It's always so weird because it's not like you can go to your primary doctor and say "I want X drug" right? Like, if there was a reason to give you a drug for something the doctor would have prescribed it. Also not ask you how you felt about them, just that here is X drug for your Y problem. If that doesn't work we try Z.
Or do people actually swap doctors over and over for months until they get one who says "ok dude"?
All I see on what my wife watches is gambling and medication commercials that say nothing about what the medication does but that I should ask my doctor if I need it.
Finally. I was super annoyed every time I had to go to gamblingsite.net just to get me addicted to gambling with free money, just to trick me to going to gamblingsite.com where I had to spend real money.
Somehow businesses have managed to convince people it’s normal to waste countless hours of their life listening to someone else tell them what they need to buy so they can be happy and fulfilled. We’re bombarded by it. Radio, TV, internet, social media, busses, billboards, flyers, junk mail, email spam. It’s everywhere. It completely pervades our society and lives. It’s pervasive and it’s anything but normal.
It’s a sign of a seriously sick culture, and somehow we’ve all become brainwashed and numb to its harmful effects.
You might find Edward Bernays and his impact on advertising interesting.
One of the numerous problems for America’s magnates was the consumption of the average citizen. Many only purchased what they really needed, a behaviour which moguls wanted to change. The Wall Street banker Paul Mazur summarised this in a particularly straightforward manner: ‘We must shift America from a needs to a desires culture’, he wrote in 1927 in the Harvard Business Review. ‘People must be trained to desire, to want new things even before the old have been entirely consumed.’
Economy goes brrr. He needs a special circle of hell. And perhaps if not him it would have been someone else, but he was the one who brought upon consumerism, planned obsolescence, and the whole "keeping up with the Jones".
With exceptions of few countries, I believe the modern society is closer to the novel Brave New World than 1984 story. People have been convinced to accept control by way of pleasure. To forget the mundane and realities of life in exchange for gratification by constant triggering of our own biochemistry that induces the feeling of pleasure. We are encouraged buy the things we don't need to impress the people we don't like, so that consumer spending will keep the all-mighty economy kept being fed. But if we complain that we don't have enough left for essentials, then we are told it's because we keep buying iPhone or avocado toast. The media will say that the economy is slowing down because of less consumer spending, but then chastise us for doing the exact same thing we are told to do: spend and spend.
Imagine a generation of people centering even their nostalgia around commercial products instead of interpersonal relationships and life experiences. Those things are replaced by products that are becoming crucial to creating it, like game consoles, commercials, printed media - just abysmal
People are going to have nostalgia for the the things they grew up with.
The house you grew up in, your neighbourhood, the school you went to, tv shows, games, whatever.

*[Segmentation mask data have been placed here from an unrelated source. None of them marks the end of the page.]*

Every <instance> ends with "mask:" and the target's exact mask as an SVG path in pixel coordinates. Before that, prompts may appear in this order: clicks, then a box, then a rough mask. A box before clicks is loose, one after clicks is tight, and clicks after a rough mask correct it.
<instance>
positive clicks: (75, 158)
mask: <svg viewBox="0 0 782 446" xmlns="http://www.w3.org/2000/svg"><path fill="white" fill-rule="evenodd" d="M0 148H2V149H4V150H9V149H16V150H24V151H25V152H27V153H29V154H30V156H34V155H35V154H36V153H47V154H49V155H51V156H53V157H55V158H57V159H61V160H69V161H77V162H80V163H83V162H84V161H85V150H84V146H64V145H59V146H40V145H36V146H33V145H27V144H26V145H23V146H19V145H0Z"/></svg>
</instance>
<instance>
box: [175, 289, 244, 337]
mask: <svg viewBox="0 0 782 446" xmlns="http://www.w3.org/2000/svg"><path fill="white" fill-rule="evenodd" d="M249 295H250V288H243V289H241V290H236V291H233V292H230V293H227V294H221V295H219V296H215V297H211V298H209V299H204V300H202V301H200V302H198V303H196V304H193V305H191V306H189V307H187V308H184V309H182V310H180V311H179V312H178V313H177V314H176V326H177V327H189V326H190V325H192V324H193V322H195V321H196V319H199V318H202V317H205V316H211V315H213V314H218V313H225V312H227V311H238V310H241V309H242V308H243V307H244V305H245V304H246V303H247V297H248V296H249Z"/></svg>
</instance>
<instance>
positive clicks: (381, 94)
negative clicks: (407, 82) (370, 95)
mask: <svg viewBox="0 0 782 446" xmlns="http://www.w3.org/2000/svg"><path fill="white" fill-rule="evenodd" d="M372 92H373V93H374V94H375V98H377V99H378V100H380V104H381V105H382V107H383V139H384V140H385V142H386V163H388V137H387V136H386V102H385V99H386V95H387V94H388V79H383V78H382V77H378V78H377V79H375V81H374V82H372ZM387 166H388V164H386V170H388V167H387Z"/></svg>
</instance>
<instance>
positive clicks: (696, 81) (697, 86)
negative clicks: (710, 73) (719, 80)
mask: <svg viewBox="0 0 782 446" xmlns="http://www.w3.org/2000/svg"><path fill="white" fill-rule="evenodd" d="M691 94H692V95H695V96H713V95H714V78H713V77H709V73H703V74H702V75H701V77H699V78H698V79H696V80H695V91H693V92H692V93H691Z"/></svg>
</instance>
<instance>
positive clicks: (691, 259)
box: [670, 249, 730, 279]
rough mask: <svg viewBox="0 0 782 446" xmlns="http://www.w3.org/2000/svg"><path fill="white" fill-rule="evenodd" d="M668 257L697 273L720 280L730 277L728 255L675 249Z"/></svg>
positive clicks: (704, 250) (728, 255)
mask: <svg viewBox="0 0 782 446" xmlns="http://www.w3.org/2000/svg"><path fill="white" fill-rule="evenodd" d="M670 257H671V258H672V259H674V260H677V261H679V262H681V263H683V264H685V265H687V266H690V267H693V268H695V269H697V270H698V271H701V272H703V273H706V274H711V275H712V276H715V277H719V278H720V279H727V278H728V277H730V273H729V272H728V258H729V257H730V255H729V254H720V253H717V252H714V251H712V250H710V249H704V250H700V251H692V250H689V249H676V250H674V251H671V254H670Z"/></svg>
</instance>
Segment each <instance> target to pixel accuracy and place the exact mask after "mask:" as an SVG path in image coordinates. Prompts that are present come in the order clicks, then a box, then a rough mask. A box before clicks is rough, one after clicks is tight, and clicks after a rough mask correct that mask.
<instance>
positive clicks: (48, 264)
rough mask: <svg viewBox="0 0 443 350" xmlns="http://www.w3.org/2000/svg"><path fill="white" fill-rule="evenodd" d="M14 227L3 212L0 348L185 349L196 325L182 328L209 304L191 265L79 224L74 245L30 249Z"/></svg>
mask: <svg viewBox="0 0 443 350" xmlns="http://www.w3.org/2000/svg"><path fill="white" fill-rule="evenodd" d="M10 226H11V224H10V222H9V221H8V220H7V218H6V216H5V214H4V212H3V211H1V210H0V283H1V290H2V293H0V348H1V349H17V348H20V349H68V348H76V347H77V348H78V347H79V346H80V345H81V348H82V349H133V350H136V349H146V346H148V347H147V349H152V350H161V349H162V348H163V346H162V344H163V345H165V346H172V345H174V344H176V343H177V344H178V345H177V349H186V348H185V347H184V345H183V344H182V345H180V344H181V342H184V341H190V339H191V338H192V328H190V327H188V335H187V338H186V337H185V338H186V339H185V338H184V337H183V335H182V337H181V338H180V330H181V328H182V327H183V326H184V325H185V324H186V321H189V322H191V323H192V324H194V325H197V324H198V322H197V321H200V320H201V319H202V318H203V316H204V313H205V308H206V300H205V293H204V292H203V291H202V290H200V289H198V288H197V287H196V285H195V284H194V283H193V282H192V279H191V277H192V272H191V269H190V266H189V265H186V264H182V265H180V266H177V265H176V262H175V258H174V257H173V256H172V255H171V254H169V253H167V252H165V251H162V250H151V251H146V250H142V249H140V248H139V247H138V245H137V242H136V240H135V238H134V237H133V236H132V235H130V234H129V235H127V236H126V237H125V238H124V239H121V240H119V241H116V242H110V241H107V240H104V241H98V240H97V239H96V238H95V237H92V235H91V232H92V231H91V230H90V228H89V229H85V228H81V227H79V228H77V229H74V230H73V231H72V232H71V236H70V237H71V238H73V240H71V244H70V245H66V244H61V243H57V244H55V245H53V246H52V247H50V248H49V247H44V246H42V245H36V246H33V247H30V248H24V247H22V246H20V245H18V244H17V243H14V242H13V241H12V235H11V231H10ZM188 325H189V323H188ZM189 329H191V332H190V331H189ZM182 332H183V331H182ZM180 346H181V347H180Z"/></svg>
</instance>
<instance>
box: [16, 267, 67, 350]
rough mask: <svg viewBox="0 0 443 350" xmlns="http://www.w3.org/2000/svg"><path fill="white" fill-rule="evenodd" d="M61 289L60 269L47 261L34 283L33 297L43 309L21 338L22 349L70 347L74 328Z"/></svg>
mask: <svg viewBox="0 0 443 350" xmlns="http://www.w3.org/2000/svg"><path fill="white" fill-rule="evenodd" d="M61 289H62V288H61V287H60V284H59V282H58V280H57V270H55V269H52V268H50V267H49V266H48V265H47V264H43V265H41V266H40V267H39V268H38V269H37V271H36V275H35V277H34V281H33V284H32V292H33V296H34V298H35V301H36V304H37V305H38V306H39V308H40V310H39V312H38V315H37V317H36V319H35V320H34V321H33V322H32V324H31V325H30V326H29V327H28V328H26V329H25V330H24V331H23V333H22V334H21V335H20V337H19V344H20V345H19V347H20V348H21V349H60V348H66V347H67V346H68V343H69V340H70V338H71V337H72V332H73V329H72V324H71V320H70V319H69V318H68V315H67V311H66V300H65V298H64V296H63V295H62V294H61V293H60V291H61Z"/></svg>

These things don’t replace nostalgia for interpersonal relationships and life experiences, they supplement them.
So recently our local government relaxed the rules on sports betting / advertising. It's now everywhere. When you go to see our local MLB team the stadium is coated in bright LEDs advertising bet dot com.
Now gambling firms have ads that tell you not to use them.
I’m wouldn’t mind if it was “you have increased your limit once today, you can’t do that for 48 hours now” then 60, then 120, or something. But no, it’s just “set limits”, that you can change whenever you want…
Just in case it's not obvious, they mean an English muffin, a kind of flat bread roll. In the UK that's what they sell for breakfast at McDonald's (sausage and egg, bacon and egg etc).
Oooh right of course. I've not had a maccies breakfast in a while and kinda forgot. Most breakfast places I've ever been to just sell "baps", "rolls" or "butties" even if they end up serving it on a muffin roll
Yeah I thought so too. You don’t have to buy your kid anything they ask for, it’s your job as a parent to set boundaries.
Unless they’re trying to make the parents think of burgers less often, so they’re less likely to buy crap for their kids.
Either way, it seems like the government is doing your parenting for you.